Her speech centred around the fact that schools and classes are "segregated" on the basis of class. She went on to say that teachers are regularly blamed for the failure of children from poorer backgrounds failing to achieve their potential academically, and with this she has a point, but is it really news? This situation is frankly always going to happen for the following reasons:
  1. There may be more choice when it comes to choosing a secondary school for your child, but most will choose the closest if at all possible, purely for convenience. If the closest school to you performs poorly then you will only go elsewhere if you have academic aspirations for your children, otherwise you don't really care, as long as your children attend and therefore the authorities keep off your back.
  2. As a result of the above, it therefore depends upon the situation of the school and what sort of housing is in the vicinity. Teachers can't help that, no matter what statistics you throw at it as a politician. Ok, Wilshaw turned around his academy in Hackney, but only by reducing the life expectancy of his staff by forcing them to work longer hours and deal with increased stress by offering the children a safe environment compared to the estate they inhabited. That's his vision for the future of teaching though, which doesn't bode too well.
  3. Those that Bousted was going on about have no aspirations at all, and haven't needed them as the state has paid their way through life by providing them with cheap housing and spending money through benefits. Again, this is not teachers' fault, but teachers bear the brunt of the criticism as students from these backgrounds enter the "family business" after their compulsory education ends. If you have the means and the will to give your children the greatest opportunity to succeed then you will travel to get your children into a supposedly better school. You regularly hear of people moving home to get into a certain catchment area, and catchment areas can add thousands on to property prices.
  4. As I said in my previous post, with few jobs available and being brought up in an environment where work is not part of the equation doesn't encourage children to perform to their academic ability.
I would like to say that not all children from a certain class, the class Bousted was talking about, have zero academic aspirations, but with the lack of opportunity in the market for young people, there seems little incentive to break the social mould.

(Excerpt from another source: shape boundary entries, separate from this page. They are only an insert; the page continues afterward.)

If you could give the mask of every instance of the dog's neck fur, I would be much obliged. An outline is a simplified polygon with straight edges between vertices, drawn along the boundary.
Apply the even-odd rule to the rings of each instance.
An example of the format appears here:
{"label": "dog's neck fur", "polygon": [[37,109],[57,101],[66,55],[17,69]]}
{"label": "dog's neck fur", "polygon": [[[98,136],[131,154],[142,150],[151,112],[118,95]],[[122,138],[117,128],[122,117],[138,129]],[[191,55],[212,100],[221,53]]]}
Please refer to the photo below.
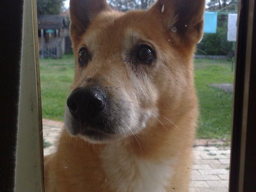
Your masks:
{"label": "dog's neck fur", "polygon": [[112,191],[166,191],[174,160],[138,157],[122,142],[108,144],[100,158]]}

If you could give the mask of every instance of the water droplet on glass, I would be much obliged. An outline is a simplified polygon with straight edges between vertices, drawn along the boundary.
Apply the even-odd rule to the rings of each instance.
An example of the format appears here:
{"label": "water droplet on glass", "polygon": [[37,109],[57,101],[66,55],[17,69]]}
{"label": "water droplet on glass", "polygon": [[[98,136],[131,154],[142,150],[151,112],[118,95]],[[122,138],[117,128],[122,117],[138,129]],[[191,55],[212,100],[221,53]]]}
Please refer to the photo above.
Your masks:
{"label": "water droplet on glass", "polygon": [[172,28],[172,32],[176,33],[177,32],[177,28],[176,27],[173,27]]}
{"label": "water droplet on glass", "polygon": [[162,8],[161,9],[161,12],[163,13],[163,12],[164,12],[164,4],[163,4],[162,6]]}

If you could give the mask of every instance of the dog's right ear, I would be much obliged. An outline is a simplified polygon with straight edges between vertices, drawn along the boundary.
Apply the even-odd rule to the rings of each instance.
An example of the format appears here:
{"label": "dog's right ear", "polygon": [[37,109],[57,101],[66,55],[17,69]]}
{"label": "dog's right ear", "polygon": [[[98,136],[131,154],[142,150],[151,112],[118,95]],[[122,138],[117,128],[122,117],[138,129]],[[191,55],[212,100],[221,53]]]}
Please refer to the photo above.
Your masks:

Bousted has highlighted a valid point, but this is hardly news to anyone, despite it being rarely mentioned by politicians. - I suppose that's why she spoke about the issue After all it's far easier to blame a profession who have a history of moaning but doing little of substance. The trouble is that those who are left in the profession are beginning to do something about it, with the ATL actually striking for the first time in decades towards the end of last year over pensions. The best news from the conference was that Schools Minister Nick Gibb was heckled so badly that he had to pause during his speech, three times whilst the heckles died down. I hope he felt as small as the teaching profession does every time he and his colleagues in Whitehall open their mouths.

Interesting times ahead, but please teaching unions, stop stating the obvious.

Next year's topic for debate: the exodus of teachers from the profession due to government and Ofsted policy.